難しいのは実はやる気があるのに表情が乏しい「くすぶっている系」の人たちである。
「仕事に対する真面目さ、内に秘めた使命感など、少しでもポテンシャルが見えれば、こちらからきちんとコミュニケーションします。何回も話しかけられたり、早い返信メールをもらえば、『ちゃんと見られてるんだな』って思いますよね。悪い気はしないでしょう」
自分のほうからコミュニケーションを密にして相手のやる気を発掘するというテクニックだ。「たくさんの人がいるけどあなたの意見はすごく参考にしてましたよ」「あなたのセンスはすごく大事だと思ってますよ」というこちらの気持ちが伝われば、今までずっと注目されてこなかった人の目が輝き出すことがある。
こちらから先に承認することによって部下のやる気を引き出す効果には、冷静沈着な辺見氏も強く同意する。

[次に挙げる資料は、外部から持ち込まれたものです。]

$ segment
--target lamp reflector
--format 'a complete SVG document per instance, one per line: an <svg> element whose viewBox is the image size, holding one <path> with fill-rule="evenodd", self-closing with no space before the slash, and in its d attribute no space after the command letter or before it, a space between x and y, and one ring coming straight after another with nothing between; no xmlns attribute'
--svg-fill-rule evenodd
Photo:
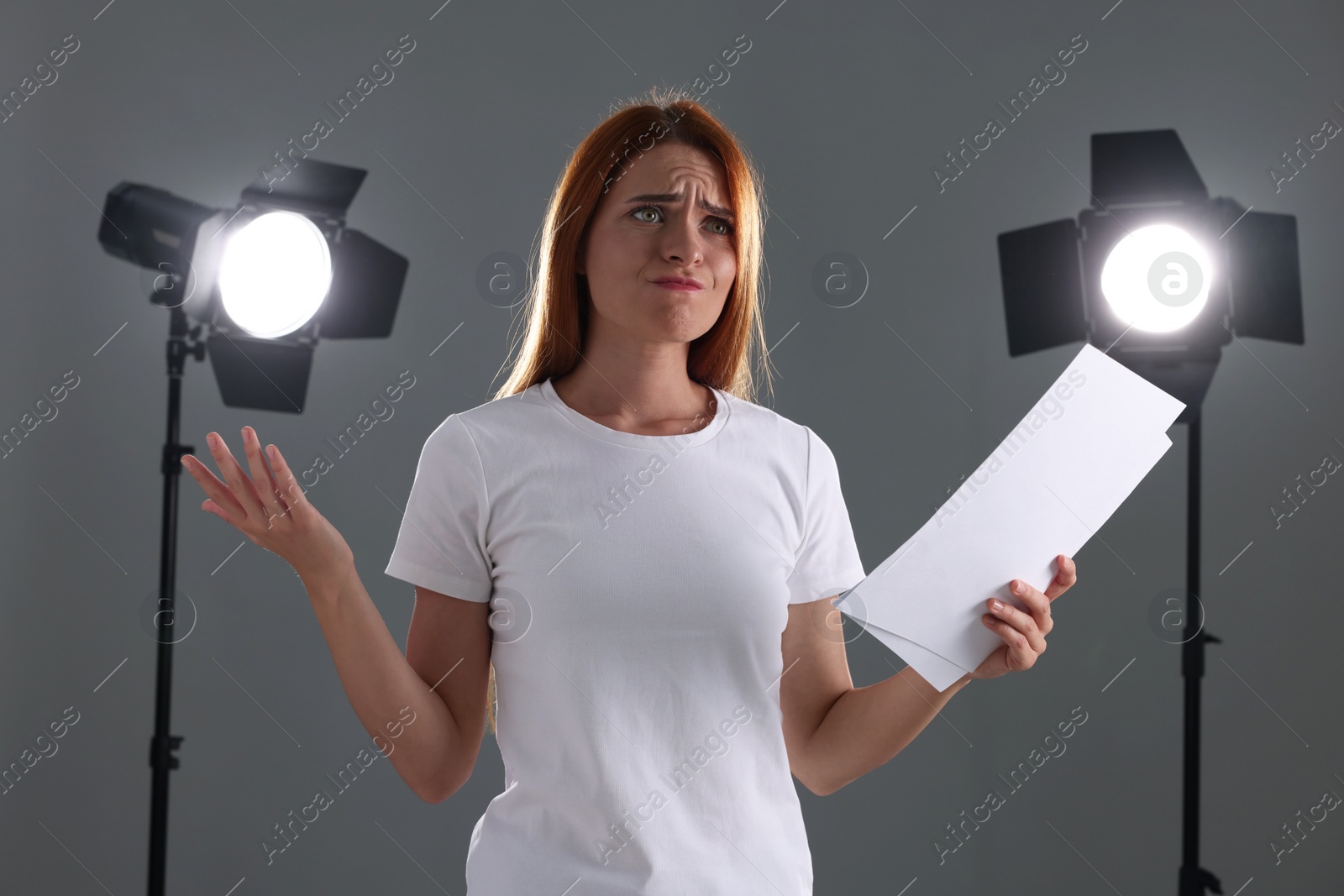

「どんな人でも自分がやったことがうまくいき、それが目に見えた成果になって周りから評価が得られれば、仕事がおもしろくなります。評価する場を提供してあげることが大切です」
日本企業は現場に優秀な人が多いことで定評がある。やる気さえ持ってくれれば成果は挙げやすい。特に効果的なのが個人に光が当たりにくい工場などの生産現場だ。まず、個人のアイデアをプレゼンテーションする機会を設けたり、表彰制度をつくったりする。また、リーダーが小まめに現場を見にいくことも必要だ。「がんばってるねと声をかける。現場の社員からすれば社長が来てくれたっていうのは、まんざらでもないでしょう」
会社全体のやる気をチェックして底上げする鍵も現場にある。辺見氏のやり方は、部下に権限移譲したうえで「部下の部下、その先の部下の様子を見る」だ。
「もし営業部長という立場ならば、若い担当者と一緒にバイヤーの商談に同席させてもらうといい。すると、若い担当者の悩みが生でわかります」
神は細部に宿る。職場全体を覆う後ろ向きな空気の原因も、最も弱いところに顕著に表れる。一流のリーダーはそこに着目して、いち早く改善するのだ。